Music remains an integral part of Navaratri
The sound of joie de vivre fills the air during Navaratri. It finds expression in classical music and art during the nine evenings of the fete, symbolising devotion to the mother Goddess. Music is an intrinsic part of Navaratri, and even if the wind of change has ushered in new trends and practices, music still remains an inevitable part of the festivities.
It is customary for people to sing when they visit the ‘bomma kolu.' Nowadays, though, there are groups of women in the city, who are invited to homes to sing Devi kirtanas in praise of the Goddess.
Carnatic music teacher Shobana Krishnamurthy explains that Navaratri is a time to “share music.”
“Tiny tots are introduced to music through small slokas in praise of the Goddess and are supposed to start lessons on Vijayadashami day,” she says.
Legend has it that the Goddess manifests herself in one of the dolls of the kolu on the nine days of the festival. The first three days are dedicated to the worship of Durga (considered as the destroyer of all evil in Hindu mythology), the next three to Lakshmi, Goddess of wealth and prosperity, and the last three to Saraswati, the Goddess of knowledge.
No ritual on these days is complete without rendering stotrams such as Soundarya Lahiri, Lalita Sahasranamam, Sree Mahishasura Mardhini, Lalithambal Shobanam, Abhirami Andadi, to name a few. Says singer and musicologist Sudha Ganesh: “Navaratri music now encompasses different genres such as Hindustani, bhajans, semi-classical, light-classical and instrumental music, apart from traditional Carnatic music. It is the season to celebrate music and is an auspicious get-together, where ‘thamboolam' (a platter with betel leaves, betel nut, coconut, turmeric, kumkum) and sundal (made of channa and prepared for the evening ‘nivedyam') along with sweets and small gifts are given to women and children.”
She recalls fond memories of listening to Navaratri kirtanas at the Navaratri Mandapam in the city, an annual musical offering to the Goddess Saraswati; a tradition that has been followed at the Sree Padmanabhaswamy Temple for more than a century.
“The music for the Navaratri concerts as we hear them now was composed and codified by Swati Tirunal. He composed nine songs in the ragas Shankarabharanam, Kalyani, Saveri, Thodi, Bhairavi, Panthuvarali, Shuddha Saveri, Nattakurinji and Arabhi, respectively, to be sung as the main piece on each day.

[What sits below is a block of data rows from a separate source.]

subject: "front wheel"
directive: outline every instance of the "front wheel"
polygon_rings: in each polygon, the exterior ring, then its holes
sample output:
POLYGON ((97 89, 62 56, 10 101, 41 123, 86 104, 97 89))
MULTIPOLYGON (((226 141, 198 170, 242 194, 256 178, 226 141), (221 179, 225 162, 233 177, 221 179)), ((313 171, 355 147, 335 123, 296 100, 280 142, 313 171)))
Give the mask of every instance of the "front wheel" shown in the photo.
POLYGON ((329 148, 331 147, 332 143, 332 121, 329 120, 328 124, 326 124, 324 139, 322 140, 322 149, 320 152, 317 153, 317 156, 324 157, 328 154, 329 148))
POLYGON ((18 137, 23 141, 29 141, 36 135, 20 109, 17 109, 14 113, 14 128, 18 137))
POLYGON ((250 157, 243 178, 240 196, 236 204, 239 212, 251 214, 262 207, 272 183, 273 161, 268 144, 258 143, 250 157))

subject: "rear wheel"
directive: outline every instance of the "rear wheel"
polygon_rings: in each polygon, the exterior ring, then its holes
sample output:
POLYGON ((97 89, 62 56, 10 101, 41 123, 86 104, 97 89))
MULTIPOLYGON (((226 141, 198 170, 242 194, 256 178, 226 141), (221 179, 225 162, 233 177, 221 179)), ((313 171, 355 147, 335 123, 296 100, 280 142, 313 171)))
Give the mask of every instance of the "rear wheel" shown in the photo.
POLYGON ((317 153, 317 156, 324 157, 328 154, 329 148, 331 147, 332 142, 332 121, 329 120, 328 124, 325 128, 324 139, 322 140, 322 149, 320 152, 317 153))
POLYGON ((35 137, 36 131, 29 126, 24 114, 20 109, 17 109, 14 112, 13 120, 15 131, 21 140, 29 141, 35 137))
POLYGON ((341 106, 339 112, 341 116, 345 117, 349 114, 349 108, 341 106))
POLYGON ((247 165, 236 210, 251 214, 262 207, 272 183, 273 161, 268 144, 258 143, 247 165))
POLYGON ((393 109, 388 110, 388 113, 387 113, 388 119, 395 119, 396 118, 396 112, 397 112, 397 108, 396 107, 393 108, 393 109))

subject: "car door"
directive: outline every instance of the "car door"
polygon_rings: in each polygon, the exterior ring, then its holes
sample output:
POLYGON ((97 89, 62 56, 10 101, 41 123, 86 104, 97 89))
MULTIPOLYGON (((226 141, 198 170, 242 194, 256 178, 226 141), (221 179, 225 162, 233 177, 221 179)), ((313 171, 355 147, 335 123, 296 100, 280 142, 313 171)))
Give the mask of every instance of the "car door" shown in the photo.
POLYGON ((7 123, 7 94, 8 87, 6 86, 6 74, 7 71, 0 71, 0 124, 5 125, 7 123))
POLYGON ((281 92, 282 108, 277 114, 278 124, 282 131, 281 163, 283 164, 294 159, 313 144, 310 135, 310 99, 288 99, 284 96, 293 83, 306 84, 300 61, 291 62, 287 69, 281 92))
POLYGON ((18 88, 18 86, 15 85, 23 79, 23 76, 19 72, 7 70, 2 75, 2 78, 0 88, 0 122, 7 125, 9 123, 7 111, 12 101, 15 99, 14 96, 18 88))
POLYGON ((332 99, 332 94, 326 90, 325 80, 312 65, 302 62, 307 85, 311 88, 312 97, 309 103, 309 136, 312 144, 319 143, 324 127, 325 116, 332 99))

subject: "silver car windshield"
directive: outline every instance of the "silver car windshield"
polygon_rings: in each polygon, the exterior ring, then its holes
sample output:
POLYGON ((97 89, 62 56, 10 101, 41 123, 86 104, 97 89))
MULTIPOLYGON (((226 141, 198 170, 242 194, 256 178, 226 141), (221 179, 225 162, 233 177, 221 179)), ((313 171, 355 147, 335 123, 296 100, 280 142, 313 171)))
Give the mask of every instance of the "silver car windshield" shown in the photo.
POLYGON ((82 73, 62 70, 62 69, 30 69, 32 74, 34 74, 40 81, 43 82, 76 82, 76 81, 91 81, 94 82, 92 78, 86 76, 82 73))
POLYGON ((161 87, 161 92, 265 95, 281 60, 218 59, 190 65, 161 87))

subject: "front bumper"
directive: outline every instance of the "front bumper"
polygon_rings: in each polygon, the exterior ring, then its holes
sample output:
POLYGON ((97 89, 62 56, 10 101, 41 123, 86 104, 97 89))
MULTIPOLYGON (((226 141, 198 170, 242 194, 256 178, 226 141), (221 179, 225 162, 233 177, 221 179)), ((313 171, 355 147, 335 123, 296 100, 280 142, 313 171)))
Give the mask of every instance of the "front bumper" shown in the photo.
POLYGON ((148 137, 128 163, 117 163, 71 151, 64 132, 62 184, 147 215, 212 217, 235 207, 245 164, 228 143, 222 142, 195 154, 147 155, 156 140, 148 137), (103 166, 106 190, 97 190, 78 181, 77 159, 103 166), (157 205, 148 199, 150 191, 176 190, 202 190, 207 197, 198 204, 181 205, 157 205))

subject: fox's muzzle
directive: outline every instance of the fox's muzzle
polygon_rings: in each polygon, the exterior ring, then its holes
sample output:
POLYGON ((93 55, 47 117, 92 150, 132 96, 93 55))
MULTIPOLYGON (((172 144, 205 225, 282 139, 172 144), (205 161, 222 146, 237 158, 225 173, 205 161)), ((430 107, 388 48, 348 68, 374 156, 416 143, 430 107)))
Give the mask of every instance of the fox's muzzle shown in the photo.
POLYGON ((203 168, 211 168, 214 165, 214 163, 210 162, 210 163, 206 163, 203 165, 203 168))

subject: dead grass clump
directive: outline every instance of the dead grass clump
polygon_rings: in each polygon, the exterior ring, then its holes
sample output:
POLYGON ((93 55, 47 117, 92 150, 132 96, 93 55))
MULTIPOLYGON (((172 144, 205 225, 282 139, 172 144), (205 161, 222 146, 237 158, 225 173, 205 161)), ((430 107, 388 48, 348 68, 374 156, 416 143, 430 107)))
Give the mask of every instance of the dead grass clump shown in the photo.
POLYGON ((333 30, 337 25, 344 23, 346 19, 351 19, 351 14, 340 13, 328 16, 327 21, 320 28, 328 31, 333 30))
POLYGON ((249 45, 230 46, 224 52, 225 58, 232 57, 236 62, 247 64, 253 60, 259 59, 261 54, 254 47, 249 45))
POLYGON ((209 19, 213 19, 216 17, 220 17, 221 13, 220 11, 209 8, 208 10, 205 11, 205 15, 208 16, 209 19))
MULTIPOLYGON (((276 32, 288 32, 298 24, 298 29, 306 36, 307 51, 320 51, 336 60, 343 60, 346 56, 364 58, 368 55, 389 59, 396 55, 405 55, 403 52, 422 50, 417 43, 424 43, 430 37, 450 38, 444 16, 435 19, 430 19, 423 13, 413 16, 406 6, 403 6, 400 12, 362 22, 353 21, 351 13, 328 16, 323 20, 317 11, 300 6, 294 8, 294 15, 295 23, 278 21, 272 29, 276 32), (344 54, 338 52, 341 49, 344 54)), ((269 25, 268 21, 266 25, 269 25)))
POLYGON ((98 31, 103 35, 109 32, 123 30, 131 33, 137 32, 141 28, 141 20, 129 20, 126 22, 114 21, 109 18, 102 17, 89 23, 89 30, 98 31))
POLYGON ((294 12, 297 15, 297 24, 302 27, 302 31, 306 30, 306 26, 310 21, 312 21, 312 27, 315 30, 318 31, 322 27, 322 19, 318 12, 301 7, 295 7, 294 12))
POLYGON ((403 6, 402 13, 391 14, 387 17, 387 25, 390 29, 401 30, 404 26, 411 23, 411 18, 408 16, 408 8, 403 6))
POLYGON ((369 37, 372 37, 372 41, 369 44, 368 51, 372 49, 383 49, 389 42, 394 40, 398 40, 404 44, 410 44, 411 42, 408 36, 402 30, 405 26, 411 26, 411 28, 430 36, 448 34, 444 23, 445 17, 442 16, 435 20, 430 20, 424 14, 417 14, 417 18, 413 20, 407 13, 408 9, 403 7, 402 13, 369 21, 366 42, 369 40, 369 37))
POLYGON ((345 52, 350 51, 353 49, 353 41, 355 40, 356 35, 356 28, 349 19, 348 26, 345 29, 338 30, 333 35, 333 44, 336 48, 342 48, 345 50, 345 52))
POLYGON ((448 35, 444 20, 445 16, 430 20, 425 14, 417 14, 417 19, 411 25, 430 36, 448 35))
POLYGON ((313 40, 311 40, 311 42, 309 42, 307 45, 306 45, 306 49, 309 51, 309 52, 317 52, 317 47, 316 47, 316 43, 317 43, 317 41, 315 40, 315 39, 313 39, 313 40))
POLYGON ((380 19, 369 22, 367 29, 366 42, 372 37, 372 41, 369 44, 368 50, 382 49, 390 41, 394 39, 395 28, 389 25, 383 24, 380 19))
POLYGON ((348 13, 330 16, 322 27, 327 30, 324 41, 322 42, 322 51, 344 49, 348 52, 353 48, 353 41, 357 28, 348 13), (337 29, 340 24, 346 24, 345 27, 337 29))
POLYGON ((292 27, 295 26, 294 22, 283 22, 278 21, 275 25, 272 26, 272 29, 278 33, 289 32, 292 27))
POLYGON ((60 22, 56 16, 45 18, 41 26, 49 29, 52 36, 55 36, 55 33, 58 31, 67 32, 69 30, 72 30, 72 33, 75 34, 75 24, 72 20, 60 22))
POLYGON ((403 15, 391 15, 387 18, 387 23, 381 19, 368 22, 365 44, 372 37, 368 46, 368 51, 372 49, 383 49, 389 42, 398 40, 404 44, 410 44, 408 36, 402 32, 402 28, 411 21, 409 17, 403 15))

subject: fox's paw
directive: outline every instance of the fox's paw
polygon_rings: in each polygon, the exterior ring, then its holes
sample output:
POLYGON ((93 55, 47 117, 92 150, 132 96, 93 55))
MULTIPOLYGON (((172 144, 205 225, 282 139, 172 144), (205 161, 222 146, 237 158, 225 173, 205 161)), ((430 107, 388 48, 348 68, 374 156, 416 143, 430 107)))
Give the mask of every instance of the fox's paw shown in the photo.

The concerts are more in the form of offerings to the Devi than performances. ‘Sravanam' and ‘Kirthanam' being the first two steps prescribed in the nine levels of worship,” adds Carnatic musician Aswati Tirunal Rama Varma.
Navavarna kirthanas of Muthuswami Dikshitar, which are tributes to Devi, are also sung during the fete. “Dikshitar's nine songs have excerpts from Lalita Sahasranamam and the Lalitha ashtothram. They expound the secret of Sri Vidya,” says veena artiste P. Harihara Iyer. “Navavarna or the Nav - avarnam (ornament) also describes the nine ornaments of the Goddess in praise of Her beauty, power and strength. Furthermore, music is perceived as an offering (‘sangeetharchana') to the Goddess to imbibe Her energy,” explains music teacher Hemalatha Rajaram. Let the music reign.